Ringfort (Rath), Ballygowney, Co. Kilkenny
Co. Kilkenny |
Ringforts
On a west-facing valley slope in Ballygowney, County Kilkenny, a nearly complete ring of raised earth marks out a space that has been enclosed, in one form or another, for well over a thousand years.
The enclosure is modest in scale, roughly twenty-five metres across, but its form is legible enough: a low earthen bank, about three metres wide and rising a metre above the interior, paired with an external fosse, the term for the ditched depression dug to create the bank material in the first place. Together, bank and fosse define the classic profile of a rath, the most common type of Early Medieval farmstead in Ireland, typically dating from somewhere between the sixth and tenth centuries.
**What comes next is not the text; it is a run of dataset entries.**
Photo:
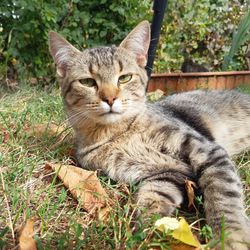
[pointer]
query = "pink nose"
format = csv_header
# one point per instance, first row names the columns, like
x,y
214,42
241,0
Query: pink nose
x,y
109,100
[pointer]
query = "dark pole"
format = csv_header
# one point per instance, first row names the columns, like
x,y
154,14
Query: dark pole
x,y
159,9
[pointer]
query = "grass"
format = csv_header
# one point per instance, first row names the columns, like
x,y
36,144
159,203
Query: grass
x,y
28,190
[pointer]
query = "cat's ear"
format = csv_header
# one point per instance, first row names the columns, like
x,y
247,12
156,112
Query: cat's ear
x,y
137,41
62,52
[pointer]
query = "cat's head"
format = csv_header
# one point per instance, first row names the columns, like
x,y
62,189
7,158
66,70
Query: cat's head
x,y
105,84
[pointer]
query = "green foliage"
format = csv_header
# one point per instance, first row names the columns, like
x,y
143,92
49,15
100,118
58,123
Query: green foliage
x,y
24,27
201,30
241,36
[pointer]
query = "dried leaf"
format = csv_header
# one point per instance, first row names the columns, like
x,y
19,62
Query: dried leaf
x,y
180,230
26,241
183,247
6,136
190,185
184,234
167,223
84,186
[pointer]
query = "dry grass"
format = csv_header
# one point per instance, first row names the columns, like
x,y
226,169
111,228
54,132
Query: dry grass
x,y
28,190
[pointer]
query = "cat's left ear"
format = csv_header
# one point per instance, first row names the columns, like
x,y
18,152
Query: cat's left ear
x,y
137,41
62,52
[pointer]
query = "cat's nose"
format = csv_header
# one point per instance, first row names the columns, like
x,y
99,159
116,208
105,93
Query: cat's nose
x,y
109,100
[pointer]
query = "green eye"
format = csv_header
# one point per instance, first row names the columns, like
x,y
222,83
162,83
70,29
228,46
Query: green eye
x,y
124,78
88,82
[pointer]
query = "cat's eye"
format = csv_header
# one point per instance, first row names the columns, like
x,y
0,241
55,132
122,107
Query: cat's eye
x,y
124,78
88,82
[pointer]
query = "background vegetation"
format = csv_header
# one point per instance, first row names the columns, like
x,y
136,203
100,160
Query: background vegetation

What survives here is a fairly faithful outline, even if time and agriculture have taken their toll. The fosse, which runs around the outside of the bank at roughly four metres wide, becomes less distinct in the southern and western sectors, where the slope and soil conditions may have allowed it to silt and settle more readily. More visibly disruptive is a field boundary that cuts across the eastern quadrant on a northwest-to-southeast line, running along the perimeter and damaging both bank and fosse where it meets them. This is a familiar story with ringforts across Ireland: they survived millennia of use and abandonment, only to be partially undone by the practical geometry of later land division. The steep gradient of the hillside gives the site a slightly awkward orientation, the interior tilting westward down into the valley rather than sitting on level ground, which may say something about why this particular patch of slope was chosen, commanding a view of the valley below while remaining sheltered from the east.